Loading multiple large images into memory simultaneously.

  • Risk: Out-of-memory errors when indexing entire media directories.
  • Mitigation: Process in streaming fashion with garbage collection hints:
    async function* streamMediaFiles(directory: string) {
      for await (const file of globStream('**/*.{jpg,png,mp4}', { cwd: directory })) {
        // Release memory after each embedding
        const result = await embedMedia(file);
        yield result;
        if (global.gc) global.gc(); // Force GC after each iteration
      }
    }
    

10. Mixed Provider Configuration

Users may configure text search with OpenAI but expect Gemini for media.

  • Risk: Partial functionality or silent failures.
  • Enforcement: Validate provider consistency:
    function validateMultimodalConfig(config: MemorySearchConfig): void {
      if (config.multimodal?.enabled && 
          !(config.model?.includes('gemini-embedding-2'))) {
        throw new ConfigurationError(
          'multimodal.enabled requires model containing "gemini-embedding-2"'
        );
      }
    }
    

Contextual References

  • UNSUPPORTED_MEDIA_TYPE β€” Currently thrown when non-Markdown files are encountered during indexing.
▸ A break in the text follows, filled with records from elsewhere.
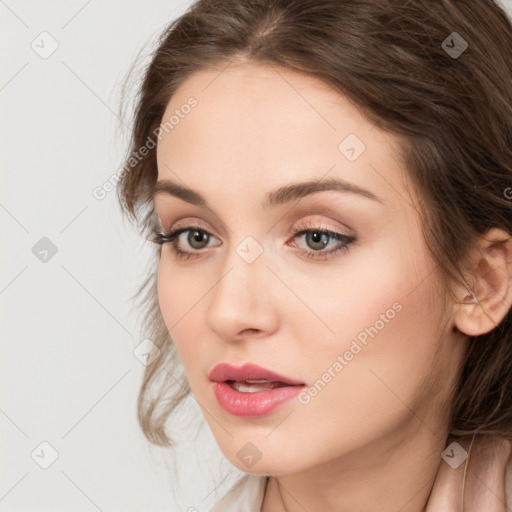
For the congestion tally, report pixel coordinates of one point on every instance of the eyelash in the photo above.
(170, 236)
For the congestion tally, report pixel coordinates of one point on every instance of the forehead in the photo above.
(254, 121)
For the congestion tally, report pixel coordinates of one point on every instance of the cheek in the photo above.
(387, 330)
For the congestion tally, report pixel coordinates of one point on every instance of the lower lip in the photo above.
(255, 404)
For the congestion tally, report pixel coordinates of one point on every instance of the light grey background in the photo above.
(69, 374)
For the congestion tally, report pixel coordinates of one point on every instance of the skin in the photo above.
(380, 420)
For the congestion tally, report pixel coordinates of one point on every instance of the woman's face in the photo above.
(356, 321)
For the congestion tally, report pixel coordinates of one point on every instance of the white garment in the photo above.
(247, 494)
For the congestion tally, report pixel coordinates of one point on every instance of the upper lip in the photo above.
(224, 371)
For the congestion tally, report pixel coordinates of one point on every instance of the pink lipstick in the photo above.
(250, 390)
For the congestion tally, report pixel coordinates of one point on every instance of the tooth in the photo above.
(251, 388)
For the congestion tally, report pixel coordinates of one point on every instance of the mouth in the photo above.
(254, 385)
(251, 390)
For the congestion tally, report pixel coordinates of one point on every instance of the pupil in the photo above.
(319, 238)
(197, 237)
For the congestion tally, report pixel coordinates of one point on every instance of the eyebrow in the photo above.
(274, 198)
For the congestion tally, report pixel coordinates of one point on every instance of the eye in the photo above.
(317, 238)
(197, 239)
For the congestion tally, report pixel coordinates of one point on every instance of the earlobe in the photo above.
(482, 307)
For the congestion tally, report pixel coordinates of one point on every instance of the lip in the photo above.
(224, 371)
(259, 403)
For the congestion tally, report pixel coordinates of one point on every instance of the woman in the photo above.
(329, 183)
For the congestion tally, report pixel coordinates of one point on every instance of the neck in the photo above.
(396, 476)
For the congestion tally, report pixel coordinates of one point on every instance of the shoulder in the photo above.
(245, 496)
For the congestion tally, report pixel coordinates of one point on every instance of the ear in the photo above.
(481, 308)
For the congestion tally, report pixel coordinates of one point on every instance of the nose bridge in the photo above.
(239, 300)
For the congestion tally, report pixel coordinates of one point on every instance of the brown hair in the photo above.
(392, 58)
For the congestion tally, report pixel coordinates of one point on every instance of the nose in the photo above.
(242, 303)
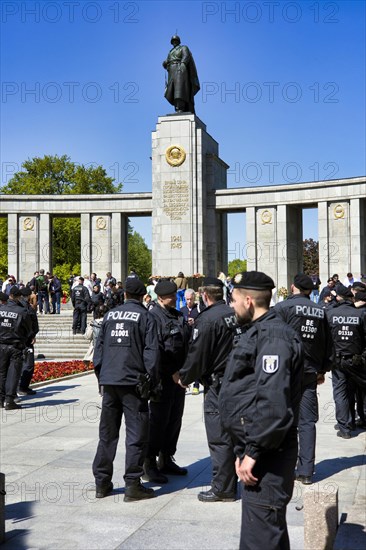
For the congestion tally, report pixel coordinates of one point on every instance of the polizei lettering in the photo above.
(124, 315)
(342, 320)
(308, 311)
(8, 314)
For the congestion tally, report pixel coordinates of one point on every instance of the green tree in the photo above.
(235, 266)
(139, 255)
(54, 175)
(310, 256)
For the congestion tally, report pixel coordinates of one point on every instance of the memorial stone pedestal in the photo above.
(2, 508)
(188, 235)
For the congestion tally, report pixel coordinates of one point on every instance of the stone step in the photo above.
(55, 339)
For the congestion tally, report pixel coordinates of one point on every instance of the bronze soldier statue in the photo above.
(183, 83)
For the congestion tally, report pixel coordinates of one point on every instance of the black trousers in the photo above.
(10, 370)
(118, 401)
(309, 416)
(224, 478)
(264, 524)
(79, 318)
(342, 395)
(27, 368)
(166, 419)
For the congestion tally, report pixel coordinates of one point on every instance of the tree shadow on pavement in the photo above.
(16, 513)
(329, 467)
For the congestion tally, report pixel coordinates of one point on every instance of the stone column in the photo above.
(339, 238)
(324, 272)
(2, 507)
(186, 171)
(357, 229)
(119, 237)
(45, 252)
(290, 249)
(13, 245)
(86, 252)
(251, 244)
(267, 241)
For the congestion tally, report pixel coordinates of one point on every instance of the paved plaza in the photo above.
(47, 449)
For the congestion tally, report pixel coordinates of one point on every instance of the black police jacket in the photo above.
(309, 320)
(127, 346)
(80, 296)
(33, 319)
(348, 329)
(260, 394)
(211, 342)
(173, 338)
(15, 324)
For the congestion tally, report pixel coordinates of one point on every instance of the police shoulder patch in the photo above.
(270, 363)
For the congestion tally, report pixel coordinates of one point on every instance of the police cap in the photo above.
(14, 291)
(135, 286)
(253, 280)
(25, 291)
(343, 291)
(326, 292)
(360, 296)
(164, 288)
(303, 282)
(212, 281)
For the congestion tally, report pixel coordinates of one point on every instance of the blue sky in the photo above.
(282, 87)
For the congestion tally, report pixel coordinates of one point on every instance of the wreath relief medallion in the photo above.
(101, 223)
(28, 224)
(339, 212)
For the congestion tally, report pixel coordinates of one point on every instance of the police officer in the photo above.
(259, 405)
(28, 360)
(166, 414)
(309, 321)
(15, 328)
(360, 422)
(206, 361)
(80, 299)
(126, 350)
(348, 329)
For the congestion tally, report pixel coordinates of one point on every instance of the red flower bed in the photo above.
(47, 370)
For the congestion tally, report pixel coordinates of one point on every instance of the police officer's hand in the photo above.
(244, 470)
(175, 377)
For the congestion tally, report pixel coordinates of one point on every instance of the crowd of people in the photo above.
(259, 367)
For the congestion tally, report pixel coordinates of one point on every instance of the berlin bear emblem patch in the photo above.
(270, 363)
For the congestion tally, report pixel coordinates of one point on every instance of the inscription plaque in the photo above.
(175, 199)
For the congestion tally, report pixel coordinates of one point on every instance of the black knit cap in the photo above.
(25, 291)
(344, 292)
(303, 282)
(360, 296)
(326, 292)
(15, 291)
(164, 288)
(253, 280)
(212, 281)
(135, 286)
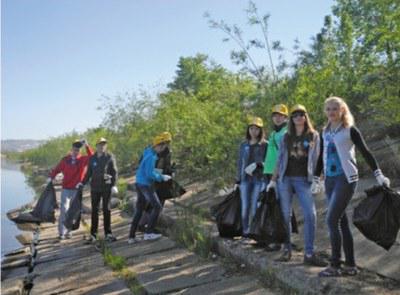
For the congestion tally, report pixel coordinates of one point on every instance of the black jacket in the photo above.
(98, 169)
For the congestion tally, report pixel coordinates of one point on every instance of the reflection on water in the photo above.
(14, 193)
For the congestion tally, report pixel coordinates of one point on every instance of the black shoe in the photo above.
(285, 257)
(110, 238)
(314, 260)
(273, 247)
(330, 272)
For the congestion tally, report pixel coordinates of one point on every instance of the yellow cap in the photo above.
(280, 109)
(257, 121)
(101, 140)
(77, 143)
(161, 138)
(298, 108)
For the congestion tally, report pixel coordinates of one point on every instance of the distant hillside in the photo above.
(19, 145)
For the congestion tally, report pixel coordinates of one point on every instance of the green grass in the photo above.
(192, 232)
(118, 264)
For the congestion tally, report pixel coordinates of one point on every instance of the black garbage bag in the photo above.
(228, 215)
(73, 215)
(45, 206)
(378, 216)
(169, 189)
(268, 225)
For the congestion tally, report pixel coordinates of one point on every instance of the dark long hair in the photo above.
(308, 128)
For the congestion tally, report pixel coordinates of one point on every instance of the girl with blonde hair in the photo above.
(338, 162)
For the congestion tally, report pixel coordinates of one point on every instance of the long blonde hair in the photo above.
(347, 117)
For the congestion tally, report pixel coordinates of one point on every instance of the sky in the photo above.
(59, 57)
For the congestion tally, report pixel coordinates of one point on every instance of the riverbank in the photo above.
(157, 267)
(187, 223)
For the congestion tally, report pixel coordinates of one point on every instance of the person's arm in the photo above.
(239, 165)
(359, 142)
(320, 162)
(113, 171)
(89, 150)
(281, 152)
(89, 172)
(151, 172)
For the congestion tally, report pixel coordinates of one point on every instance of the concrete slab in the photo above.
(179, 277)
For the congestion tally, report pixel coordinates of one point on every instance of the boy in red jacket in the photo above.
(73, 167)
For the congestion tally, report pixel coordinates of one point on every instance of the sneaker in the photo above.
(285, 257)
(151, 236)
(92, 238)
(273, 247)
(314, 260)
(132, 241)
(110, 238)
(330, 272)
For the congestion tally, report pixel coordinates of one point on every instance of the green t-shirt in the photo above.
(272, 151)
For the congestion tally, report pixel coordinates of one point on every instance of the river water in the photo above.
(14, 193)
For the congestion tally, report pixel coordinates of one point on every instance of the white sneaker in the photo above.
(152, 236)
(132, 241)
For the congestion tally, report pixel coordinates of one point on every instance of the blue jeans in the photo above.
(145, 195)
(339, 193)
(302, 187)
(249, 193)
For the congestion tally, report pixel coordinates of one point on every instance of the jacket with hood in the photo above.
(73, 169)
(146, 173)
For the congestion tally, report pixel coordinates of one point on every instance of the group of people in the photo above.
(291, 162)
(297, 161)
(100, 170)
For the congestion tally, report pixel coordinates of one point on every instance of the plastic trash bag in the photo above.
(268, 225)
(73, 215)
(165, 191)
(378, 216)
(45, 206)
(228, 215)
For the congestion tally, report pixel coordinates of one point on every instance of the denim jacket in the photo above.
(313, 154)
(244, 153)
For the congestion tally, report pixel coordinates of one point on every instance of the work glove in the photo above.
(166, 177)
(114, 190)
(271, 184)
(316, 185)
(250, 169)
(381, 179)
(107, 178)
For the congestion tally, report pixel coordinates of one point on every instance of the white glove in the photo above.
(166, 177)
(382, 180)
(114, 190)
(316, 186)
(271, 184)
(250, 169)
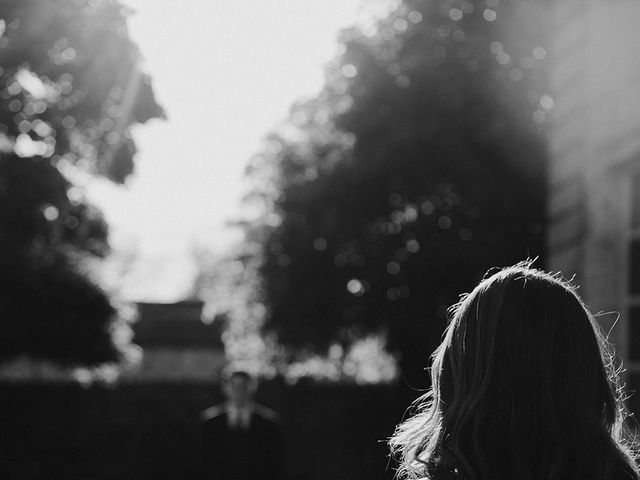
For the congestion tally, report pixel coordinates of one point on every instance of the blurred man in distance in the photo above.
(241, 440)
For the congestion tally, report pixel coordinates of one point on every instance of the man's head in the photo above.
(239, 387)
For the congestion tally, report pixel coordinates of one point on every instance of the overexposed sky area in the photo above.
(226, 72)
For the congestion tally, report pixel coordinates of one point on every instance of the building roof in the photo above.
(175, 325)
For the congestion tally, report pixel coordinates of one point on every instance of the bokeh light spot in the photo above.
(50, 212)
(489, 15)
(355, 287)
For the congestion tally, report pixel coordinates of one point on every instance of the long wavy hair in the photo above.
(523, 386)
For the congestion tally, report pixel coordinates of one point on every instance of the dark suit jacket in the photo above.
(236, 454)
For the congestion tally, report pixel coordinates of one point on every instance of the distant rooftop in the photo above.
(175, 325)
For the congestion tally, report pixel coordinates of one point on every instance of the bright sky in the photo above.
(226, 73)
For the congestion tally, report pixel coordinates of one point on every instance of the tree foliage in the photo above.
(418, 166)
(70, 88)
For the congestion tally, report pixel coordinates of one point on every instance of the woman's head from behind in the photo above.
(523, 386)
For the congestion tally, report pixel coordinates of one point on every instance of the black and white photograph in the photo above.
(319, 239)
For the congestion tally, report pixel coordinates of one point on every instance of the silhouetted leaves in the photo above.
(70, 90)
(415, 169)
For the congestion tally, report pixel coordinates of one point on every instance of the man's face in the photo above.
(239, 391)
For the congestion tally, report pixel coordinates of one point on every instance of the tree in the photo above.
(71, 88)
(419, 166)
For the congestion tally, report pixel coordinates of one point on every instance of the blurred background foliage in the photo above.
(70, 90)
(419, 165)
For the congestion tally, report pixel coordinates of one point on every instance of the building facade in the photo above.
(594, 180)
(176, 344)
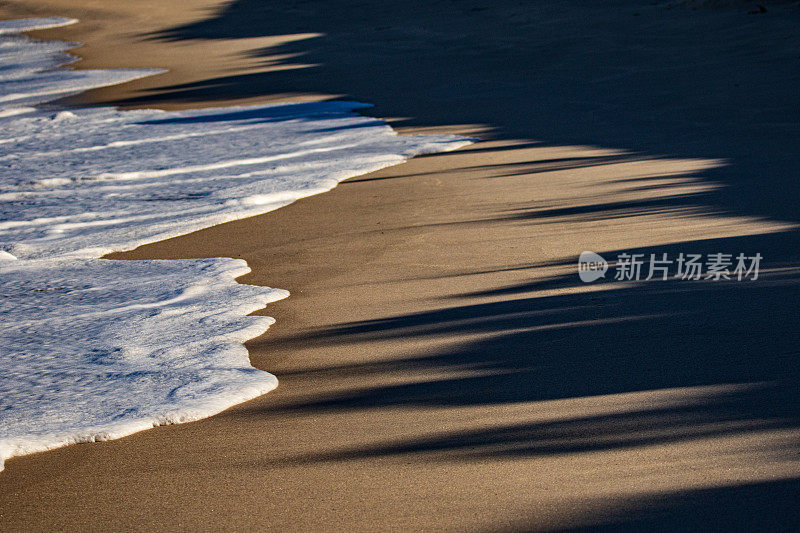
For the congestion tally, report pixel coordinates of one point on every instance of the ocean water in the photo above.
(94, 349)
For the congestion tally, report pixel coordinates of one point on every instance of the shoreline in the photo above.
(435, 356)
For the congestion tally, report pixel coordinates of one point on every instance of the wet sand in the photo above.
(442, 367)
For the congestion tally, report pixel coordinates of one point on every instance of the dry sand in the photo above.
(441, 365)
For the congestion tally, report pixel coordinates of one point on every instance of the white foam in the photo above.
(96, 349)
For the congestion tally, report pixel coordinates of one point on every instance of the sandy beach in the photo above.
(441, 365)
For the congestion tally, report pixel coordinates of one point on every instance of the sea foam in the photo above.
(94, 349)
Will transition to supported media types after implementation.
  • EMBEDDING_PROVIDER_MISMATCH β€” Raised when `indexMedia: true` is set but provider is not Gemini. Aligns with provider validation in Step 7.
  • FILE_SIZE_EXCEEDED β€” Proposed error code for files exceeding the 20MB limit. Includes file path and actual size in error metadata.
  • VECTOR_DIMENSION_MISMATCH β€” Potential error if Gemini Embedding 2 dimensions differ from existing vector store schema. Gemini typically returns 1536 dimensions.
  • QUOTA_EXCEEDED β€” API quota exhaustion from rapid multimodal indexing. Should include `retryAfter` header value for exponential backoff.
  • MEDIA_EXTRACTION_FAILED β€” Corruption or unsupported encoding within otherwise valid media files (e.g., corrupted JPEG).
  • GitHub Issue #1842 β€” Original request for multimodal memory search, predating this implementation guide.
  • GitHub Issue #2107 β€” Discussion on optimal chunking strategy for video frames when embedding into vector space.
  • GitHub Discussion #892 β€” Community workaround using external OCR + text embedding, loses fidelity compared to native multimodal.
  • Gemini Embedding 2 Documentation β€” Official reference for multimodal embedding request format and supported input types.

Evidence & Sources

This troubleshooting guide was automatically synthesized by the FixClaw Intelligence Pipeline from community discussions.